In a scene straight out of the stoner flick "Pineapple Express," firefighters in California's Riverside County discovered a massive pot-grow operation in a burning, vacant home on Friday.

Located in the unincorporated area of Reche Canyon, the large rural home lit up soon after midnight and took firefighters three hours to extinguish, ABC News-Los Angeles reports. No one was found in the home and no injuries were reported.

When the blaze finally was out, authorities entered the 4,000-square-foot home to discover that nearly three-quarters of the first floor was being used to grow the illicit plant. Most of the marijuana was destroyed by the flames.

Police are still investigating the cause of the fire, but said that squatters may have had something to do with it, especially since the house has long sat vacant.

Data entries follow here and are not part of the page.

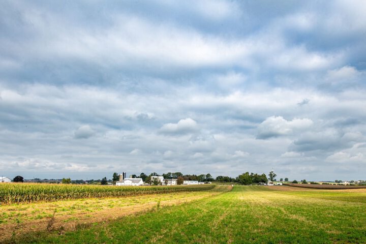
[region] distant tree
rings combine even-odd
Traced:
[[[177,179],[177,185],[182,185],[184,181],[184,179],[183,178],[183,177],[178,176]]]
[[[112,176],[112,180],[114,181],[118,181],[119,179],[119,175],[118,175],[118,173],[116,172],[113,173],[113,176]]]
[[[161,184],[161,182],[160,182],[160,180],[159,180],[158,178],[154,178],[154,180],[152,181],[152,185],[154,185],[154,186],[158,186]]]
[[[71,179],[70,178],[63,178],[63,184],[70,184],[70,183],[71,183]]]
[[[177,179],[179,176],[182,176],[183,174],[182,174],[180,172],[176,172],[175,173],[172,173],[172,176],[173,176],[173,178],[174,178],[174,179]]]
[[[212,176],[211,176],[211,174],[207,174],[206,175],[206,179],[205,179],[205,180],[206,181],[214,181],[214,178],[212,177]]]
[[[236,181],[242,185],[250,185],[253,183],[253,179],[249,172],[243,173],[236,177]]]
[[[151,185],[151,176],[149,176],[146,177],[145,179],[145,182]]]
[[[198,181],[200,182],[203,182],[206,180],[206,175],[204,174],[200,174],[197,177],[198,178]]]
[[[148,177],[148,176],[146,174],[145,174],[144,173],[141,173],[141,174],[140,174],[140,178],[142,179],[143,181],[146,181],[146,178]]]
[[[271,180],[271,181],[273,181],[274,180],[274,177],[277,176],[277,175],[274,173],[273,170],[270,171],[268,174],[268,176],[269,177],[269,179]]]
[[[13,182],[24,182],[24,178],[23,178],[20,175],[18,175],[17,176],[14,177],[14,178],[13,179]]]
[[[105,177],[103,179],[102,179],[102,180],[101,180],[101,185],[107,185],[107,183],[108,182],[108,181],[107,180],[107,177]]]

The incident is the latest in what some experts call a budding trend: The vast inventory of foreclosures and otherwise vacant homes in states hit hard by the housing crisis are proving fertile ground for marijuana grow operations.

Think we're blowing smoke? In Nevada, which suffered greatly from a run-up in speculative buying during the housing bubble, the discovery of pot-grow homes has risen dramatically. In 2005, when prices were still on a meteoric rise, there were 18 reported pot sites and 1,000 confiscated plants in the state, the Los Angeles Times reported. In 2010, there were 153 recorded grow operations and 13,000 plants found.

With an enormous surge in foreclosures in states like Nevada, Florida and Arizona, vacant homes and urban blight are not far behind. When bank-owned homes fail to sell at foreclosure, vandals and squatters can run amok. As these foreclosures languish on the market, neighboring homes suffer from property value declines, exacerbating sellers' problems in an already stagnant market.

As a proposed stopgap, Federal Reserve Chairman Ben Bernanke uncharacteristically weighed in on the issue of vacant homes this week by suggestion that more foreclosures be converted into rental properties. That way, the thinking goes, at least lenders recoup some of their losses and prevent further damage to the properties by vandals and -- possibly -- illicit-drug farmers.